How the score works
Most dividend ratings are black boxes. You get a grade, you don't get the recipe. This page is the recipe. Anyone can check it, copy it, or argue with it, and the track record is public too.
The short version
For any stock, we measure 12 things: how much of the company's cash and profit the dividend eats, how much debt sits on top of it, how steady the business is, how the market is pricing it, and the company's own dividend track record. Each factor is compared against 18 years of history of what real dividend cutters looked like before they cut. Each one gets a mark from 0 to 100, the marks are averaged with the weights below, and the result is your score. Higher is safer.
The 12 factors and how much they count
The little chart next to each factor shows how the mark changes as the factor gets worse or better. These curves were learned from history, not set by hand.
No cheating with hindsight
- Companies report their quarterly numbers weeks after the quarter ends. The model respects that: it only ever uses numbers that were actually public on the date of the score.
- If a company has less than two years of usable history, we say "unscorable" instead of guessing.
- Stock splits and one-off special dividends are cleaned out first, so the model sees the real payout trend, not accounting noise.

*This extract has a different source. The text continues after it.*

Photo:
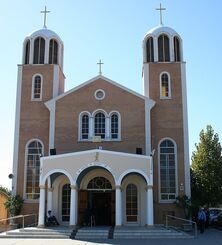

Banks and REITs are judged differently
Some ratios simply don't describe some businesses. Cash flow numbers mean little for a bank, and REITs look terrible on standard payout ratios by design. The model skips those factors for those companies and lets the rest count more. You'll see them marked "n/a" on the score page.
A detail we like
Nobody told the model that a frozen dividend is a warning sign. It found that on its own: in the history, companies that stopped raising their dividend were far more likely to cut it soon after. Companies freeze before they cut.
What the ratings mean
| Score | Rating | How often stocks like this cut within a year |
|---|---|---|
| 80-100 | Very Safe | Almost never. Zero cuts in our 2020 to 2025 test |
| 60-80 | Safe | Rare, roughly 1 in 100 |
| 40-60 | Borderline | Roughly 1 in 10. Keep an eye on it |
| 20-40 | Unsafe | Roughly 1 in 4 |
| 0-20 | Very Unsafe | More than 1 in 3 |
The line between Borderline and Safe was drawn so that 95% of the dividend cuts in our history happened below it.
What it can't do
No score sees the future. When COVID shut the economy overnight, some rock-solid companies suspended dividends that looked perfectly safe weeks earlier, and the model missed those like everyone else did. A company that collapses very fast between weekly updates can also slip through. And the score says nothing about whether a stock is cheap or expensive. It answers one question only: how likely is the dividend to survive the next 12 months. The full track record, including every miss, is on the performance page.
For the technical reader
The factor curves are isotonic fits on quantile bins of roughly 17,000 point-in-time observations from 2008 to 2019, weights come from logistic regression blended with priors, and everything was frozen before any post-2019 data was scored. The calibration files and reference implementation ship with the project, so the whole thing can be reproduced end to end.